Although proper training is the most important factor in preventing workplace accidents, operators should also be aware of some of the top mistakes that lead to forklift accidents:

– Not being aware of load capacity – Carrying loads that are too heavy will make the vehicle unstable. The load capacity will be displayed clearly on the forklift so be sure to check this before starting work.

– Failing to plan your route – Forklifts often operate in congested areas and you need to be familiar with your driving path and look in advance for any obstacles that may be along your route.

– Operating with an unsecured load – You should always assess the stability of the load you’re carrying to make sure it doesn’t present any risks to you or other people and equipment. Take extra time to secure odd shaped loads and, if your load is extra wide, make sure to check that you have a wide enough path to navigate it through.

– Lack of communication – Forklifts operate in busy environments and to keep everyone safe, it’s important to let others know what you’re doing and where you plan to go. If you see someone else moving a load that may interfere with your work, be sure to take the time to stop and ask them how you can coordinate to work safely.

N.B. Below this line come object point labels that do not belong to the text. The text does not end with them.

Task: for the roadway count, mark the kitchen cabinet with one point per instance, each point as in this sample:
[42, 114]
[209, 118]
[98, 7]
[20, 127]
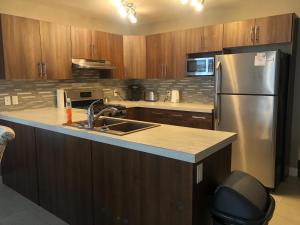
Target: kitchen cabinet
[172, 117]
[260, 31]
[82, 47]
[21, 48]
[274, 29]
[166, 55]
[204, 39]
[19, 169]
[56, 50]
[134, 56]
[64, 176]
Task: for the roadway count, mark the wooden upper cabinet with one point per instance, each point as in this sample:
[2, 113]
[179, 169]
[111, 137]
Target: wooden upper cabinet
[153, 56]
[134, 56]
[21, 47]
[102, 44]
[81, 43]
[213, 38]
[56, 50]
[274, 29]
[117, 55]
[238, 34]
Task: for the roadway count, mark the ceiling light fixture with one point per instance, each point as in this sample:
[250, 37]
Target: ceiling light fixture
[126, 10]
[198, 4]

– Entering and exiting the forklift – Slips and falls are the most common workplace injury and these can happen when entering or exiting the forklift. Be sure to wear non-slip footwear before and while operating the forklift.

– Check your battery and fluid levels – You need to make sure your forklift is in proper working order in order to complete your job. Check that your battery is charged and that your levels of hydraulic fluid are adequate.

– Using a forklift that hasn’t been inspected – Forklifts should be inspected daily to ensure they’re in good working order.

– Driving too fast – Moving at a speed too fast for your vehicle or environment is a common cause of accidents. Pay attention to any speed limits or speed bumps, and whether your forklift’s speed is limited mechanically.

Operating a forklift safely starts with OHSA approved training that uses a combination of theory and practical hands-on training. However, safely operating a forklift requires that you’re always vigilant when operating the vehicle and pay close attention to detect any changes in the condition of your vehicle and the environment.